À adaptação ajudou ainda o facto de a PHC ter realizado em fevereiro, sem ainda prever a pandemia, uma formação em trabalho remoto que “de repente se tornou essencial,” recorda. Quando a 13 de março toda a empresa entrou em teletrabalho, não só já havia condições materiais (portáteis, por exemplo) como as pessoas estavam cientes do que fazer na nova realidade. Do lado do empregador colocou-se depois o desafio de, à distância, gerir equipas e garantir a coesão e a cultura interna, através de reuniões diárias, uma interação quinzenal dos colaboradores com o CEO e até momentos de descontração como desfiles de moda e happy hours transmitidos em streaming online.

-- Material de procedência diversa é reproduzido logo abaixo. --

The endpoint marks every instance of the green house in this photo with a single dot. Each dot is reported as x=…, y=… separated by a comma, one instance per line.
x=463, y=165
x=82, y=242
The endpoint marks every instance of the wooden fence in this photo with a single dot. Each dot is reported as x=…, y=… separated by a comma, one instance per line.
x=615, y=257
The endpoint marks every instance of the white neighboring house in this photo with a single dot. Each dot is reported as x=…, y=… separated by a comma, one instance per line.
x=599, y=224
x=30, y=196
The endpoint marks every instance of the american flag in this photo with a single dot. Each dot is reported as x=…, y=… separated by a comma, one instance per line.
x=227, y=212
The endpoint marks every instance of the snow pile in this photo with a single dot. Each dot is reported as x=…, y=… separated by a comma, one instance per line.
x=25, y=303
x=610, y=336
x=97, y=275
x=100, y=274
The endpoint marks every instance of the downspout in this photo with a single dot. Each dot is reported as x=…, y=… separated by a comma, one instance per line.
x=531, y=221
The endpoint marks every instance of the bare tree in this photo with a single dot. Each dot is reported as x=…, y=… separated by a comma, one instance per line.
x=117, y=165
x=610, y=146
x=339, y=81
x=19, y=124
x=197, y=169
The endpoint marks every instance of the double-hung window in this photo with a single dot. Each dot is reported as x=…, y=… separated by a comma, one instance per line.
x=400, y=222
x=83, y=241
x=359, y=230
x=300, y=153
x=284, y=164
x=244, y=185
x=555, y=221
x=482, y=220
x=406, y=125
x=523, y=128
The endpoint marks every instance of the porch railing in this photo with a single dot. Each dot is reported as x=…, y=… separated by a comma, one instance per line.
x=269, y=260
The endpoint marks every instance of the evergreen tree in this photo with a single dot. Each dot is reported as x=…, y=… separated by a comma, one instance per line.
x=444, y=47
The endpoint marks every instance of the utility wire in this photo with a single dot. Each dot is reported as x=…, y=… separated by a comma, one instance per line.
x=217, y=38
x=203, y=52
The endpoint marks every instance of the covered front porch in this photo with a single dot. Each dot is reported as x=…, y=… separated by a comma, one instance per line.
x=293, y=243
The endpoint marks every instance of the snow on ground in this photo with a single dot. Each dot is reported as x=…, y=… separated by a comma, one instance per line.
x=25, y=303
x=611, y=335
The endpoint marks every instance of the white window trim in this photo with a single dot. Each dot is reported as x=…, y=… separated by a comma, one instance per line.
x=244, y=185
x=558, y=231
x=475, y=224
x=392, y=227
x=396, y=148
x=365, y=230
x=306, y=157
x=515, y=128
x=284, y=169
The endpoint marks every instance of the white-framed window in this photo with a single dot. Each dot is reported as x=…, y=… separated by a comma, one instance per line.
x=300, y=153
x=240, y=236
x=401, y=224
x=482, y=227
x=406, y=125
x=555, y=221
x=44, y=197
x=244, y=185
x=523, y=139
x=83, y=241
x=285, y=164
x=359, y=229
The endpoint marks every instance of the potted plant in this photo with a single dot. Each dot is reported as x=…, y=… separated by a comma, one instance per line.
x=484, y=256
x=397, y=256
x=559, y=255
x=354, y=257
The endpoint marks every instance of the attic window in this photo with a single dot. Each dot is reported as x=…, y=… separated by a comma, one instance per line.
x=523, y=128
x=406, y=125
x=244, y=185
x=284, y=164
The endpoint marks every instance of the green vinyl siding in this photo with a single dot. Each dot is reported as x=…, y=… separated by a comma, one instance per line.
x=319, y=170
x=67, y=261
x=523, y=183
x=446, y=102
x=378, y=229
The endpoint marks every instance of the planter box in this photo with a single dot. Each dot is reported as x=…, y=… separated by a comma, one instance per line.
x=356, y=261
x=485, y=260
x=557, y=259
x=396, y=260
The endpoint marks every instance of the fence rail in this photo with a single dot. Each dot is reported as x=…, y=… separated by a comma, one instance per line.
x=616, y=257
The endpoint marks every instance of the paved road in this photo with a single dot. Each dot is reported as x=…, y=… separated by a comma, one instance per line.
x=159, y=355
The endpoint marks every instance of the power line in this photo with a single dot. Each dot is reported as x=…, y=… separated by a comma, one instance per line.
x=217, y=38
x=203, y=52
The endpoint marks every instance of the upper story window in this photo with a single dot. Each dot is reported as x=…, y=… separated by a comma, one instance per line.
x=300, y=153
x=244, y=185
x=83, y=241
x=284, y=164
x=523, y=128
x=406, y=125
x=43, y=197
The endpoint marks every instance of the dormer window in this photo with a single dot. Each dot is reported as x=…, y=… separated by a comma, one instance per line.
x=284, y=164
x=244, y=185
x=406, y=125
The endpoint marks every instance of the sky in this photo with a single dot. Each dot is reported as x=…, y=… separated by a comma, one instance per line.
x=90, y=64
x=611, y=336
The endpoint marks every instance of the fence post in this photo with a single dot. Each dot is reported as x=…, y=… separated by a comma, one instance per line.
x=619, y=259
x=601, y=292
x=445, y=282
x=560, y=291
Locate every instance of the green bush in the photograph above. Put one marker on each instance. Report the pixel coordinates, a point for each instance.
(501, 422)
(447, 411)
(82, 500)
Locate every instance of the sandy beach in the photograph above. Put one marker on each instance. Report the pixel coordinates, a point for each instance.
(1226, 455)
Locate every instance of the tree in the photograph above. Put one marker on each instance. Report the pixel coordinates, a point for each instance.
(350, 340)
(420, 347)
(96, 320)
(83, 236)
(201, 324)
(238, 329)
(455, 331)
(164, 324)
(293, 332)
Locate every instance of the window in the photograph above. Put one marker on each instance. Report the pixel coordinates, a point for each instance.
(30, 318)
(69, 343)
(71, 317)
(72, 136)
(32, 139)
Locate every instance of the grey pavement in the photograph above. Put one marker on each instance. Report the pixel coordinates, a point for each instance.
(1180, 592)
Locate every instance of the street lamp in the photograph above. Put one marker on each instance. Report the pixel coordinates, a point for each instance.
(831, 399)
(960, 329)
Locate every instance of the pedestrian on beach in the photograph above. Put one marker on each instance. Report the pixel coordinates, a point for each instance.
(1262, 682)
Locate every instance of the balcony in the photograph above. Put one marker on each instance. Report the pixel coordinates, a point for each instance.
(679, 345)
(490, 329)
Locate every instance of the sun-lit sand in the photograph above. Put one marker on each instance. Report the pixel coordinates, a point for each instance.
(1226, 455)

Apoio psicológico, financeiro ou jurídico, comparticipação na compra de cadeiras mais ergonómicas e um bónus para colmatar custos de faturas de eletricidade ou água, além da aposta em ações de gestão de bem-estar, resiliência e stress foram ferramentas usadas pela Blip para apoiar os colaboradores na fase de confinamento. Mas neste período, em que a casa se tornou escritório e vice-versa, como garantir talvez o mais importante, que os tempos de trabalho e de descanso e para estar com a família não se diluem e se protegem os direitos dos empregados?

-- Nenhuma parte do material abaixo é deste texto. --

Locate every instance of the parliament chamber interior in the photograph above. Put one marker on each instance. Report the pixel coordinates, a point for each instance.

“As pessoas têm de estar preparadas para implementar uma estratégia para mitigar o trabalho fora de horas. Não sentimos isso como uma das principais dificuldades, o que é mais relatado é a quantidade de horas no Zoom. As pessoas sentem que estão mais em reunião,” salienta Sara Sousa. “Não pedimos às pessoas: ‘Já que estás em casa, faz lá o jeitinho’. Isso não existe,” diz por seu turno Rui Magalhães. Na Estoril Sol-Digital, garante, as horas extra em situações especiais são contabilizadas por exemplo nas funções em turnos. Já nos cargos de topo e em funções de gestão admite que é difícil manter a fronteira entre trabalho e descanso.
Luís Antunes está confiante que, depois no “novo normal” virá um “better normal”, com um sistema híbrido e maior flexibilidade. No caso da PHC, as equipas em Lisboa e Porto já se mudaram ou estão em processo de mudança para edifícios maiores onde a empresa vai tentar construir a melhor experiência de trabalho. “Vão ter vontade de ir para o escritório, com várias áreas onde vão poder conviver, estar juntos em ações presenciais,” afiança o diretor de Recursos Humanos.
Também a Blip antecipa alterações à política de flexibilidade, uma aposta na formação remota e um repensar do escritório, tanto mais que a equipa está a crescer. “No próximo ano vamos aumentar o número de colaboradores no Porto e podemos chegar a não ter espaço para todos. Ou aumentamos lugares ou passamos a ter o escritório só para as pessoas trabalharem em conjunto, para construírem relações,” especifica Sara Sousa.
Na Estoril-Sol Digital, o que ficou de positivo na flexibilidade que se acrescentou durante a pandemia será para manter, assegura Rui Magalhães: “Se víssemos que em casa a pessoa não tinha a mesma produtividade do que no escritório, vinha para o escritório. Mas isso nunca aconteceu. E, na pandemia, não perdemos produtividade.”